Non concessi neanche a Pieter di poter vedere i miei capelli, neanche quando facemmo l’amore in quel fienile, gli mentii addirittura sul loro colore. Me ne vergognavo troppo. La signora Vermeer sfoggiava i suoi capelli rossi come un tesoro prezioso, ma erano più biondi dei miei; quelli di Pieter erano lunghi, più accesi, non sembrava dar loro particolari attenzioni, ma non avevano comunque il mio stesso colore. Io invece non facevo altro che nasconderli, erano un rosso… un rosso… Tiziano, avrebbe detto mio padre o addirittura il signor Vermeer. Lui era stato l’unico a vederli e non per mio volere, sebbene sapessi che lui era l’unico di cui mi potevo fidare, ma il mio disprezzo verso me stessa aveva paura che dopo averli visti anche lui mi avrebbe disprezzata e un sentimento del genere da parte sua mi avrebbe distrutto. Ma non fu così. Fui colta di sorpresa, lui mi osservava da dietro la porta, a debita distanza e non osò avvicinarsi. Ma nei suoi occhi vidi la strana luce che lo coglieva quando dipingeva e si sentiva ispirato, lo stesso sguardo che mi rivolse la prima volta che mi colse sul fatto nel suo studio mentre pulivo i vetri delle finestre e mi ordinò di restare ferma mentre lui mi osservava. Io gli avevo obbedito ciecamente, rossa in viso, nervosa, martellandomi la mente di domande sul perché volesse che mi mettessi in posa. Poi vidi il quadro che aveva iniziato, senza nessuna commissione, e vedermi ritratta da lui mi faceva commuovere, perché non pensavo potesse accadere una cosa del genere.
Accanto a lui mi sentivo in maggior pericolo, per paura che qualcuno potesse scoprirci, ma allo stesso tempo era il posto in cui mi sentivo più al sicuro, perché il signor Vermeer sembrava sempre essere dalla mia parte, riuscivo a capirlo e lui riusciva a leggere in me, lo dimostrò quando mi ordinò di indossare gli orecchini di sua moglie e io mi rifiutai. Quando mi fece vedere il ritratto quasi ultimato, una lacrima solcò il mio viso e compresi che mancava qualcosa a quel quadro per renderlo perfetto. Ero io lì, dipinta su quella tela, avevo i miei capelli nascosti in quel turbante e mi sentivo bellissima, mi vedevo sotto un’altra luce, la mia vera luce. Johannes Vermeer era l’unico uomo che fosse mai riuscito a comprendere me – Griet, un’umile e semplice serva che lavorava per lui per aiutare la sua povera famiglia – veramente, mostrando di conoscermi meglio di chiunque altro prima di allora, meglio della mia famiglia, meglio di Pieter. Così mi decisi a bucarmi le orecchie, perché quell’orecchino di perla sul mio lato sinistro avrebbe reso veramente perfetto il quadro, come sapevo piaceva al signor Vermeer. Ma avevo paura e chiesi a lui di farlo al posto mio. Fece male quando l’ago bucò il mio lobo, ma sapevo che ne sarebbe valsa la pena. Il signor Vermeer mi strinse e premette il panno imbevuto d’acqua sul mio orecchio per alleviare il dolore. Quella fu l’unica volta in cui gli permisi di toccarmi, sentendomi protetta come quando per la prima volta prese le mie mani senza nessun consenso.

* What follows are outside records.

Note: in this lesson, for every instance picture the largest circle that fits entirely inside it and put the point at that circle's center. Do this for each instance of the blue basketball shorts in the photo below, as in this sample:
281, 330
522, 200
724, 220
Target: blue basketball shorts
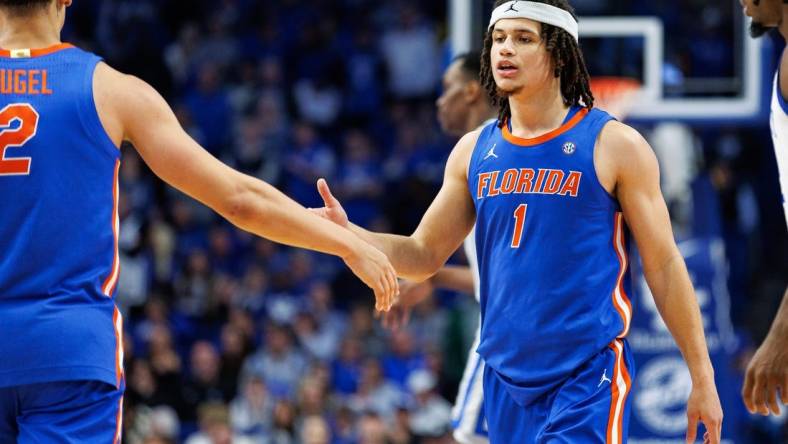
61, 412
591, 406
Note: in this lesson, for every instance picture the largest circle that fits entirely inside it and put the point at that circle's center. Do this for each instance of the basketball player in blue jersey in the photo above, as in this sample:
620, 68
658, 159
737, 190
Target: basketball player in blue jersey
554, 187
63, 115
767, 373
462, 107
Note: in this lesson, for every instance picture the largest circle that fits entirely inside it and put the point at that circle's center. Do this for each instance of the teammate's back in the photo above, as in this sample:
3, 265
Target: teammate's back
58, 223
63, 115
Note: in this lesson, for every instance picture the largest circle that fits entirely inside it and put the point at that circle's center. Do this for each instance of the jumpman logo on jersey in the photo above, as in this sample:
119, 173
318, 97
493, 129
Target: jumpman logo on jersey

Per quella nostra complicità, per quella fiducia che mi riservava, non osai mai parlargli di cosa Van Ruijven avesse tentato di farmi. Una parte di me si convinceva che lui non poteva fare proprio nulla, il signor Van Ruijven era un ricco mecenate nonché attualmente unica fonte dei suoi guadagni, ma dall’altra parte il signor Vermeer mi aveva salvato precedentemente dalle sue grinfie e lo avevo visto personalmente andare contro alla moglie e mettere a soqquadro la sua intera casa per provare la mia innocenza quando Cornelia rubò il pettine della signora Vermeer, accusandomi. Sapevo che la signora Vermeer non avrebbe mai voluto punire la sua secondogenita, ma di fronte a quella prova schiacciante che il signor Vermeer aveva trovato nascosta tra le cose di sua figlia, la signora Thins dovette bacchettarle per forza le mani per punirla, mentre la signora Vermeer voltava lo sguardo pieno di dolore, incapace di osservare quello della propria figlia.
Mi sentii terribilmente offesa quando fraintesi Pieter, pensando che lui potesse credere che io mi sarei concessa a Van Ruijven. Ma quando capii che non era a lui che si riferiva, bensì al signor Vermeer, mi sentii messa a nudo. Forse all’inizio non volevo sposarmi, abbandonando così quella casa che mi metteva sempre sotto pressione, proprio perché non volevo lasciare il signor Vermeer, volevo che lui continuasse a guardarmi. Amavo i suoi occhi scuri puntati su di me, anche se me ne vergognavo terribilmente. Lui mi leggeva dentro.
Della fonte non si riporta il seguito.